If you make something public later, be aware that all history will also become public!

  • A license (typically in LICENSE.TXT, or LICENSE.MD) is a legally binding agreement of what can be done with the code:
    • Everything, no restrictions: MIT, CC0
    • Only in other Open Source projects: GPL
    • Create Commons:
      • CC0: Public domain
      • BY: credit must be given to the author
      • SA: Adaptations must be shared under the same terms
      • NC: Only non-commercial use
      • ND: No derivates are allowed
  • Note that others might have opinions on public/private and the license: journals, universities, etc

Git is not a backup (but GitHub may be)

  • Editing something in the working directory does nothing with git

  • When you add something to the index, it can be retrieved from the repo if deleted

  • When something is committed, it can be retrieved from the repo (as long as it’s a parent of some branch)

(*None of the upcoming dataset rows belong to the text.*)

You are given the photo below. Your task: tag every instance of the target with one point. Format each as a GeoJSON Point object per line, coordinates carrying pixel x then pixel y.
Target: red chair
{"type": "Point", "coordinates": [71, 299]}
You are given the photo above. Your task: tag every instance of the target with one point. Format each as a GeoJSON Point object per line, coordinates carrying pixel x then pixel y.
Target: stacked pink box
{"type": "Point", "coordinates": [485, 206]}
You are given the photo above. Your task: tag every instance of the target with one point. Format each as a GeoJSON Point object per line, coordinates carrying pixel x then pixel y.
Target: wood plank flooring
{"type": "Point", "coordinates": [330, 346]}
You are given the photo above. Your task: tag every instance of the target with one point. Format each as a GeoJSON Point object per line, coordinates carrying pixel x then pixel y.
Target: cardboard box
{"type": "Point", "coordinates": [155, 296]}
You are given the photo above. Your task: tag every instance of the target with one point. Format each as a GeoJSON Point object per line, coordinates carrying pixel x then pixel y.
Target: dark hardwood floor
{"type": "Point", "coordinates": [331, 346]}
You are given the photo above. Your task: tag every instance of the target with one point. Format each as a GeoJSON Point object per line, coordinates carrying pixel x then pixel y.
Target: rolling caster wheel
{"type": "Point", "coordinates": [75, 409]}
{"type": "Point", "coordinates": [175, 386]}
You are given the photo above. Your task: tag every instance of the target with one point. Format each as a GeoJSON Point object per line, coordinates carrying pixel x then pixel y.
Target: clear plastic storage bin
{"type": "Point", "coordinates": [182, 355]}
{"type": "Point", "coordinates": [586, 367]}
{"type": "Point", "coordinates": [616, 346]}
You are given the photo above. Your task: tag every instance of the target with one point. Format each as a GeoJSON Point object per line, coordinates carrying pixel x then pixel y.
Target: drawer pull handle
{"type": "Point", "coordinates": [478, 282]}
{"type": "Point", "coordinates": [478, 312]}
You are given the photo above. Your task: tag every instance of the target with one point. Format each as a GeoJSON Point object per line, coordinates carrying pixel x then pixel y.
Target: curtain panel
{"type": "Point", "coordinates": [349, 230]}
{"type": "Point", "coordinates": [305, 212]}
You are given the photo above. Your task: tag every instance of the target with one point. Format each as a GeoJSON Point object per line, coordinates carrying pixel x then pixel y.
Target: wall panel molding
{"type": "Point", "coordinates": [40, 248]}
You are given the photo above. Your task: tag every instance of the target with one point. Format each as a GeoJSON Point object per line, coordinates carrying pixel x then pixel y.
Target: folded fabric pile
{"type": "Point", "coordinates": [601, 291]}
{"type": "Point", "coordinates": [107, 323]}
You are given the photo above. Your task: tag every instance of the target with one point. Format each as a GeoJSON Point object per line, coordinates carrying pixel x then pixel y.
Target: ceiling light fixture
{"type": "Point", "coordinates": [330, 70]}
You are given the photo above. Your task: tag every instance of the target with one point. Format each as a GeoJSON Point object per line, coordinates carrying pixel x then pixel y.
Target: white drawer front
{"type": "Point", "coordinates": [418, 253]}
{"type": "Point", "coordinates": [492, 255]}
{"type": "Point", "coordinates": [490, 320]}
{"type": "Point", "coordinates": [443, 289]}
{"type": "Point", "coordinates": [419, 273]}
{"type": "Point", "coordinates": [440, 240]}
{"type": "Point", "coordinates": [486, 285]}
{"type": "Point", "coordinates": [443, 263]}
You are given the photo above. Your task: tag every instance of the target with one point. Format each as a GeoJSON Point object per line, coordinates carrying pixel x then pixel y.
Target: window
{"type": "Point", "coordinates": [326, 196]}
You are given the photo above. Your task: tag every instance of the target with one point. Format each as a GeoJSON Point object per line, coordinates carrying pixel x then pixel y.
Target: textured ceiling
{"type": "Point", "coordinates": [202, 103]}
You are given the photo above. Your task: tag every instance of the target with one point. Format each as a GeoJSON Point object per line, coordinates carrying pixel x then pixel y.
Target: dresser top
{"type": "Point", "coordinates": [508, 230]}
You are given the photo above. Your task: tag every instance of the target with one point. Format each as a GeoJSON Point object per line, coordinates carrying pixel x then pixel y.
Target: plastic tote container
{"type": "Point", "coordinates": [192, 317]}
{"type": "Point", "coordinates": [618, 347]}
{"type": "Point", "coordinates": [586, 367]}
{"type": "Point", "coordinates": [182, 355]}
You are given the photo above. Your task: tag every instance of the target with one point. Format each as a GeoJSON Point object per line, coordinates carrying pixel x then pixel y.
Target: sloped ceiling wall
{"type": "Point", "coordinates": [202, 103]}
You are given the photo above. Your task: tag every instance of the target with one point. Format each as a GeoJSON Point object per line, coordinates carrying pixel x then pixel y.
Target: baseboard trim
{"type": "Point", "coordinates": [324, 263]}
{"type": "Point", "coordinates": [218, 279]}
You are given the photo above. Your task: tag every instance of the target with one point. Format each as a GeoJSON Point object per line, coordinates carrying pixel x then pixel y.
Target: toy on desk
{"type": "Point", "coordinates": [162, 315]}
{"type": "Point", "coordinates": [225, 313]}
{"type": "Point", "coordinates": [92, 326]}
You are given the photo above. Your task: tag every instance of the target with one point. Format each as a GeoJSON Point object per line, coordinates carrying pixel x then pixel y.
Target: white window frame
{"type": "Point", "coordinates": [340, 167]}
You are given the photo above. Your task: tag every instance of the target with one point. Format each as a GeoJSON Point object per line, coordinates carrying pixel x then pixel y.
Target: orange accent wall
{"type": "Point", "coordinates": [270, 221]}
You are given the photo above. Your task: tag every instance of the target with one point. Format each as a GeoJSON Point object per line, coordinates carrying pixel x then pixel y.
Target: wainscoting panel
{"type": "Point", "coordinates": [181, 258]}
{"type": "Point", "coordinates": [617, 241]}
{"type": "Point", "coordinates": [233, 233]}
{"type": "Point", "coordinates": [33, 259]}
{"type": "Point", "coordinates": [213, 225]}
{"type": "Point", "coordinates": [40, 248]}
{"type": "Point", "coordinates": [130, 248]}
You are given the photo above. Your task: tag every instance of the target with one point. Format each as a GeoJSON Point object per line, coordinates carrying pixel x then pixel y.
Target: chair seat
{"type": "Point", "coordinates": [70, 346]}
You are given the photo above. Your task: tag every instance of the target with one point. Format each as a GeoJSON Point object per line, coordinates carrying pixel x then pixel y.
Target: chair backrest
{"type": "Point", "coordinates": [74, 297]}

  • However remember: the repo is only a local directory; only when you push to someone else (or GitHub), or backup your directory (to external HD / Dropbox / email to yourself).

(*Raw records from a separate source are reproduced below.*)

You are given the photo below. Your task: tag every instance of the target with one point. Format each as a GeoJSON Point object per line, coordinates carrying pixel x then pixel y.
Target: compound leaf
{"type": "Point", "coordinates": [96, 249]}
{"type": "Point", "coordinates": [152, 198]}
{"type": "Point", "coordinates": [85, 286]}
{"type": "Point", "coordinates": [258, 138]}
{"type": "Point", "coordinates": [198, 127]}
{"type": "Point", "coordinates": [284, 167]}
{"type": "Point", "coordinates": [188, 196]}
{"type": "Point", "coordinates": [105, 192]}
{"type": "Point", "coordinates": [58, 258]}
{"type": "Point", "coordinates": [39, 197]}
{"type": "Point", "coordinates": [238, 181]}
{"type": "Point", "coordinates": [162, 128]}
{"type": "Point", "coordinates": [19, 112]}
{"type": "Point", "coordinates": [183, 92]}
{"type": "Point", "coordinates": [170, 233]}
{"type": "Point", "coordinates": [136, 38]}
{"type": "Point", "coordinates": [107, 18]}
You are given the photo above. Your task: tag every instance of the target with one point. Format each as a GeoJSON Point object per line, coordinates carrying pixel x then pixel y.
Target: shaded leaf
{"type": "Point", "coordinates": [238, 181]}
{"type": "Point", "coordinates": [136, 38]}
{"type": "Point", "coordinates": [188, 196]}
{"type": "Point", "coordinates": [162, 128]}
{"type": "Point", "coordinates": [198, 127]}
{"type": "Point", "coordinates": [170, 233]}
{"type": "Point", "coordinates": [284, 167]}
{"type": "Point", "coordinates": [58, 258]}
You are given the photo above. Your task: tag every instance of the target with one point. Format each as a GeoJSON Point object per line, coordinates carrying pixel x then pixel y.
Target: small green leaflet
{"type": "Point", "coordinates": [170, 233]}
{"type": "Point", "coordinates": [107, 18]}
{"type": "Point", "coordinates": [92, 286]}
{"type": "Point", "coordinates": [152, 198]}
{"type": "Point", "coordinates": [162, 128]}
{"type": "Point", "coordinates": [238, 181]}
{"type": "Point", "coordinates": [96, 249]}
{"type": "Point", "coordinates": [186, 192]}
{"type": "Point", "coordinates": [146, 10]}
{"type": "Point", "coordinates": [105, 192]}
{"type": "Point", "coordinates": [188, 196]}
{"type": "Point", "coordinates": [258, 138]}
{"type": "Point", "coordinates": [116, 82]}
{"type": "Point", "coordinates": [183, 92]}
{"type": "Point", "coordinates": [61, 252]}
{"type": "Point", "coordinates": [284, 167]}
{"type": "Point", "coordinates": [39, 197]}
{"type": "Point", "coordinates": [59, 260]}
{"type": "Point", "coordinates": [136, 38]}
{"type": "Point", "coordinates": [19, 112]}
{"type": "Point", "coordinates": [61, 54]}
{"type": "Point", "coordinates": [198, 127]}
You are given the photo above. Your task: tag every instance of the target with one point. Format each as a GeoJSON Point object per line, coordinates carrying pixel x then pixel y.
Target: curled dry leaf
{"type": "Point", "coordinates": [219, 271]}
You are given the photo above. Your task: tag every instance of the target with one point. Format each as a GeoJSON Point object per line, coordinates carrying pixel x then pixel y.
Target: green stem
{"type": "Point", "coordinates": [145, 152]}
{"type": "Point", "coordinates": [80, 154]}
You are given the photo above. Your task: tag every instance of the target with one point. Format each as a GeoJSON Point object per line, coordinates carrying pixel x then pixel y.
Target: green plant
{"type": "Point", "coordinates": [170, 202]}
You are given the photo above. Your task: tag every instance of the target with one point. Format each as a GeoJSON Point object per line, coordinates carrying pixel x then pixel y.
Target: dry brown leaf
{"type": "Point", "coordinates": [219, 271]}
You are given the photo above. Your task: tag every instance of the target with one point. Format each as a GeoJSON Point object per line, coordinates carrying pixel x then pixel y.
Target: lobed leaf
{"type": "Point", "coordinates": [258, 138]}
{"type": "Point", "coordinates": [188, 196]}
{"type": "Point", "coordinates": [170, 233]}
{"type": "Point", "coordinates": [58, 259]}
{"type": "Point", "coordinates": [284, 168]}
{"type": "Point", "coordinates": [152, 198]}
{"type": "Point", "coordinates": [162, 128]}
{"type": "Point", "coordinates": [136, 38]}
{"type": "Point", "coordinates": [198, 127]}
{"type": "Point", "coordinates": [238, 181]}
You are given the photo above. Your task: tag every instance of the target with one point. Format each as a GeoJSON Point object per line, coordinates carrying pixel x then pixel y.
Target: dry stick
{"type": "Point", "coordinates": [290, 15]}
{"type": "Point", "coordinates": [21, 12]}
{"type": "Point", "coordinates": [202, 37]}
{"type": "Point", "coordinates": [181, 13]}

  • Really really important stuff need online and offline backups.

How often should one commit their code

It’s a personal preference / agree on rules per project or repo / you will get a feeling for what works for you (for now: often to get experience)

My suggestion:

  • When you finish something
  • When you start working on something else
  • At least every couple of hours (lunchtime, before end of day?)
  • It does not have to work (although commit it as soon as it works), but note in commit message
  • Remember: semantic changes
  • Completely ok to have single-char commits, or 50-page commits
  • When it gets too large to lose
  • When you start to change / rewrite lots of code

If your code is not ready yet, just make a commit in a branch!

NB: you push to GitHub after every commit!

Extra: when do you make a branch

branches are cheap

NOTE: This is a preview, we will deep-dive into branches soon

  • When working on something that you don’t quite want to share yet in the main branch (or is not ready)
  • When you start a large “operation”, that may take a couple of days (or: a couple of commits) and:
    • you don’t want to disturb other repository users until it’s done
    • you may at some point (while doing the operation) need access to the previous, working, code
    • you are not sure that it’s a good idea what you’re doing, and only want to make it part of the main codebase when you’re sure it works
  • When you want to experiment / test something
  • When you need to make changes to an older version (e.g. someone reports a bug to a certain version).

Note: just working in main and not pushing is NOT how to do it (although technically you have a branch now).